The bill would substantially expand access to school nurses—improving student health, mental-health support, attendance, and creating nursing jobs—by using federal grants, but it shifts significant recurring costs, administrative burdens, and implementation challenges to local districts and may leave some needy schools without support.
Students (children/youth) gain broader access to full-time professional school nurses, improving management of chronic conditions (asthma, diabetes, epilepsy), mental-health screening and support, immunization rates, and reducing illness-related lost school days so more students can stay in class and learn.
Schools and teachers experience less instructional time lost to health issues because added nurses help address health needs on-site, which can improve attendance and academic time.
Local and state school districts receive federal grants that can cover up to 75% of the cost to hire nurses, lowering immediate budget pressure to expand nursing staff.
Taxpayers and local school districts face higher costs if every school is staffed with a full-time registered nurse, increasing budgetary pressure on districts and states.
Local districts must provide a 25% match and later pick up a growing share as multiyear federal support declines, creating sustainability risks and potential job losses if local funding falls short.
Rural and underserved districts may struggle to hire and retain enough licensed nurses, producing uneven implementation and staffing shortages in some communities.
Based on analysis of 3 sections of legislative text.
Creates a competitive grant program to fund up to 75% of school nurse positions in high‑need public K–12 districts, with a required phase‑down of federal share and reporting to Congress.
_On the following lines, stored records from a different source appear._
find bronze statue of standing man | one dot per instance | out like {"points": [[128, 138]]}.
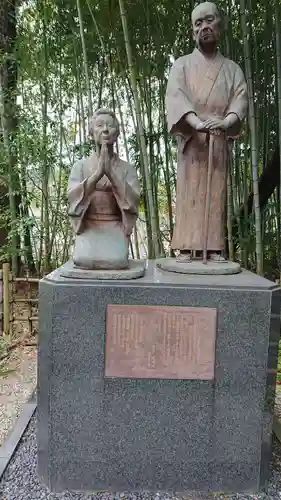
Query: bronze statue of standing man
{"points": [[206, 97]]}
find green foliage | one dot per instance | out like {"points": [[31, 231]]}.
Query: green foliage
{"points": [[48, 127]]}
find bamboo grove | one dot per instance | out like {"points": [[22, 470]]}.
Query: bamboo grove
{"points": [[62, 59]]}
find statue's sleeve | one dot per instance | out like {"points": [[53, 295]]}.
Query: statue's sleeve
{"points": [[178, 103], [239, 101], [126, 189], [77, 199]]}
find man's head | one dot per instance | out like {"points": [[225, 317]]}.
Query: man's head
{"points": [[104, 126], [206, 25]]}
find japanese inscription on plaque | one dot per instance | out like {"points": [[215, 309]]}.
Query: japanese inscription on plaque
{"points": [[160, 342]]}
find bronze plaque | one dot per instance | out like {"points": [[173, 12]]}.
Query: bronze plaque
{"points": [[160, 342]]}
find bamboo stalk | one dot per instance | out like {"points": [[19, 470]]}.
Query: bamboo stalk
{"points": [[152, 210], [6, 299], [85, 59], [278, 64], [253, 134]]}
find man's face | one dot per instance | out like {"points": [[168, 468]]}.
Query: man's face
{"points": [[206, 25], [105, 129]]}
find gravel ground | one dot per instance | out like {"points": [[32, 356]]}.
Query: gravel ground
{"points": [[20, 481], [16, 389]]}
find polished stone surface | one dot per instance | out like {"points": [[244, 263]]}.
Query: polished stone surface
{"points": [[96, 433], [136, 269]]}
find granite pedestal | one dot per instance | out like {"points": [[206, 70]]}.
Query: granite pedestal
{"points": [[128, 434]]}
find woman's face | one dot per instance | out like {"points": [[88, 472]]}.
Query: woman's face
{"points": [[105, 129]]}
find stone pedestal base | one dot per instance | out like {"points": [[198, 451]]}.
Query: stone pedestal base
{"points": [[112, 417], [197, 267], [135, 270]]}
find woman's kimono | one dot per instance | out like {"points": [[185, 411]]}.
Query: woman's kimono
{"points": [[104, 219]]}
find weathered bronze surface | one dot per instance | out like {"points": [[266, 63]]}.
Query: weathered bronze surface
{"points": [[160, 342]]}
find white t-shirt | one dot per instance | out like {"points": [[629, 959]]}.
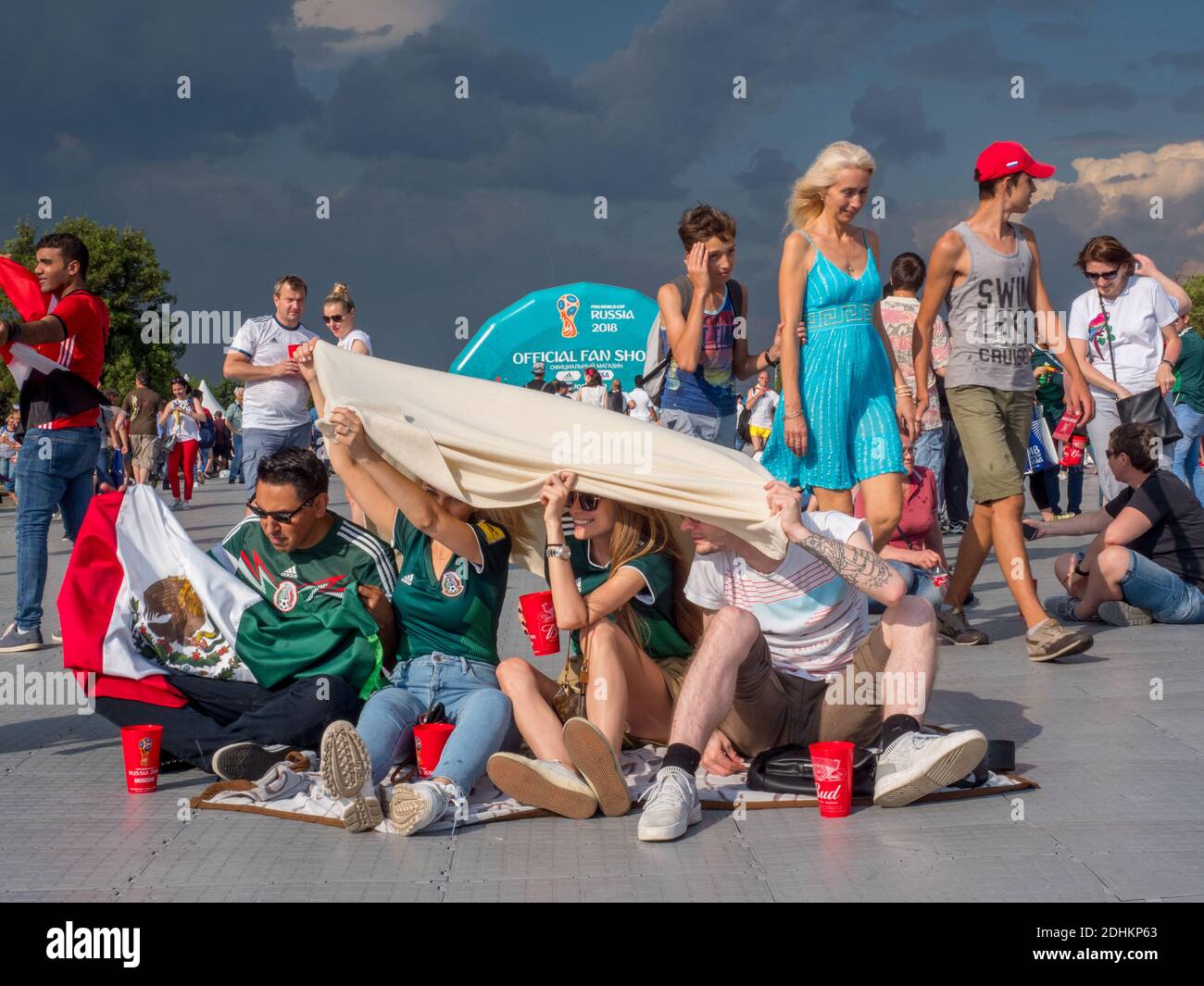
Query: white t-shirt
{"points": [[182, 424], [353, 336], [1136, 318], [811, 619], [761, 416], [277, 405], [643, 404], [593, 395]]}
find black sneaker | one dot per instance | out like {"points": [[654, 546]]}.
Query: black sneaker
{"points": [[15, 638], [951, 626], [249, 761]]}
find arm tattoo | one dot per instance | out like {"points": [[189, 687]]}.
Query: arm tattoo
{"points": [[862, 569]]}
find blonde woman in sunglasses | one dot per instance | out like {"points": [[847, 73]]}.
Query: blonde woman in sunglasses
{"points": [[617, 585]]}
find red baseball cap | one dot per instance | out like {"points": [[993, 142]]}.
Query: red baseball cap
{"points": [[1010, 157]]}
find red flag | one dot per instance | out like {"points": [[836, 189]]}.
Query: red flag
{"points": [[23, 291]]}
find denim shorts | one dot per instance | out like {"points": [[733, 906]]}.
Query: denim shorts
{"points": [[1169, 598]]}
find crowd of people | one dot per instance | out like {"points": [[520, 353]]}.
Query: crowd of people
{"points": [[880, 413]]}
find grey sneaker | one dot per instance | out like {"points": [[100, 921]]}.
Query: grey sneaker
{"points": [[1062, 608], [542, 782], [951, 626], [1120, 613], [919, 764], [347, 773], [671, 805], [15, 638], [1048, 641]]}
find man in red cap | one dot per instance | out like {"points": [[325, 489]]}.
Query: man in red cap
{"points": [[988, 271]]}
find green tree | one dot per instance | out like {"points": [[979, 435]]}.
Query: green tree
{"points": [[124, 271]]}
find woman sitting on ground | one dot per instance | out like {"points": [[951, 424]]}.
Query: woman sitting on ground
{"points": [[448, 597], [617, 584], [915, 549], [1147, 562]]}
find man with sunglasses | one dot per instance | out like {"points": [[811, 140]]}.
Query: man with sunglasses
{"points": [[300, 556], [276, 402], [987, 269]]}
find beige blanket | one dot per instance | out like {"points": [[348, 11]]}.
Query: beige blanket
{"points": [[493, 445]]}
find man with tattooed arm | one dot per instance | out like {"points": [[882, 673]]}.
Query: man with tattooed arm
{"points": [[783, 643]]}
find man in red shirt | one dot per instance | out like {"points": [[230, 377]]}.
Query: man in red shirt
{"points": [[59, 407]]}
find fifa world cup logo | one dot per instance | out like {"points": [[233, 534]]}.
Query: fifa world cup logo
{"points": [[567, 306]]}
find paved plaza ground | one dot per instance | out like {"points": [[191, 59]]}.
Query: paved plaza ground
{"points": [[1119, 815]]}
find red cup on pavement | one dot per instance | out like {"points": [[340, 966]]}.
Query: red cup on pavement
{"points": [[430, 738], [832, 766], [140, 745], [541, 622]]}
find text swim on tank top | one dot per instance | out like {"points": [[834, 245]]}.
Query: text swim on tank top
{"points": [[709, 389], [990, 319]]}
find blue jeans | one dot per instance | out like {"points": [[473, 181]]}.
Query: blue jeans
{"points": [[260, 442], [930, 453], [1168, 597], [236, 462], [55, 469], [474, 705], [1191, 424], [919, 583]]}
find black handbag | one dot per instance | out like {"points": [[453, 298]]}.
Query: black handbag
{"points": [[1148, 407], [787, 770]]}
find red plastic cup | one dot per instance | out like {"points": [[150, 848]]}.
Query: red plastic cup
{"points": [[140, 744], [832, 765], [541, 622], [430, 738]]}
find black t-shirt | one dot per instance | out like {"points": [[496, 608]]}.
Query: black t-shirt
{"points": [[1176, 538]]}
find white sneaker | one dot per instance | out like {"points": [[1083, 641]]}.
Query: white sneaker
{"points": [[671, 806], [545, 784], [416, 805], [919, 764]]}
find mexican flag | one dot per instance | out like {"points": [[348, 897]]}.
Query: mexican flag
{"points": [[141, 604]]}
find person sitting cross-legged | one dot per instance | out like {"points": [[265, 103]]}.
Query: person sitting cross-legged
{"points": [[300, 555], [1147, 562], [774, 633]]}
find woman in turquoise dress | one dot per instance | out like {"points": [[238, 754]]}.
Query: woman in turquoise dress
{"points": [[844, 400]]}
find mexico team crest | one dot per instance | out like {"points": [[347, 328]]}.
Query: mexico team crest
{"points": [[285, 596], [450, 584]]}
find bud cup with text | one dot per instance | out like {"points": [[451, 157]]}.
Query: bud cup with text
{"points": [[832, 767], [541, 622], [140, 745]]}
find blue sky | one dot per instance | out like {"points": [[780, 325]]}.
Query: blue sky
{"points": [[444, 208]]}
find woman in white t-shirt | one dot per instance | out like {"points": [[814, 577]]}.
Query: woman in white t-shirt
{"points": [[1140, 307], [181, 421], [338, 313]]}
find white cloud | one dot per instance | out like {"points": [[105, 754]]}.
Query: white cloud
{"points": [[1175, 172]]}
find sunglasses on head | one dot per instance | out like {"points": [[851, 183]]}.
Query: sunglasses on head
{"points": [[280, 517], [586, 501]]}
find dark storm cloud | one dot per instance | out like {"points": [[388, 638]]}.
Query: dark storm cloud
{"points": [[891, 123], [104, 76], [1103, 95]]}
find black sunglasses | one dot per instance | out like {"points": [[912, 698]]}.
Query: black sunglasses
{"points": [[280, 517], [588, 501]]}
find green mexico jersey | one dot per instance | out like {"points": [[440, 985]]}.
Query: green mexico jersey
{"points": [[653, 607], [313, 578], [457, 612]]}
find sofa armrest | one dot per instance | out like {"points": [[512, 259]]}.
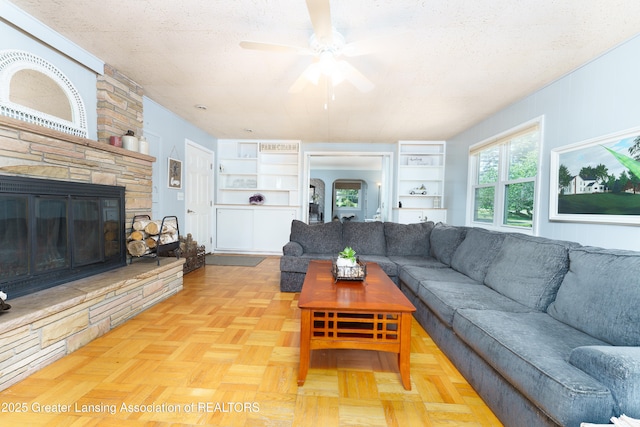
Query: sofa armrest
{"points": [[616, 367], [292, 249]]}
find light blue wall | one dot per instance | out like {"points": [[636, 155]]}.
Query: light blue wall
{"points": [[82, 78], [598, 99], [167, 134]]}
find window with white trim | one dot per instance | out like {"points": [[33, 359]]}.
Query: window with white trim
{"points": [[503, 179]]}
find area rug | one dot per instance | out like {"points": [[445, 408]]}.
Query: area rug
{"points": [[233, 260]]}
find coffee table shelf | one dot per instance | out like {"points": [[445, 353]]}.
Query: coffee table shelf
{"points": [[373, 315]]}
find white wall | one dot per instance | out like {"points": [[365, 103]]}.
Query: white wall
{"points": [[600, 98], [82, 78], [167, 133]]}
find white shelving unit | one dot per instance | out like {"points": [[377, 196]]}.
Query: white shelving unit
{"points": [[245, 168], [270, 168], [420, 191]]}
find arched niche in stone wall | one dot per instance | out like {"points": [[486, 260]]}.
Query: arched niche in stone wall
{"points": [[35, 91]]}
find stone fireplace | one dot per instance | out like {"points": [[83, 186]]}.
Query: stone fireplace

Introduced May 7, 2025 by Alice Costandina Titus · Last progress May 7, 2025
Creates a competitive federal grant program to help high‑need public K–12 school districts hire more professional registered school nurses. Grants can pay up to 75% of nurse costs (with a required declining federal share over multiyear awards), allow state education agencies to subgrant funds, include match flexibility for hardship, and require reporting on program effectiveness within two years of first awards.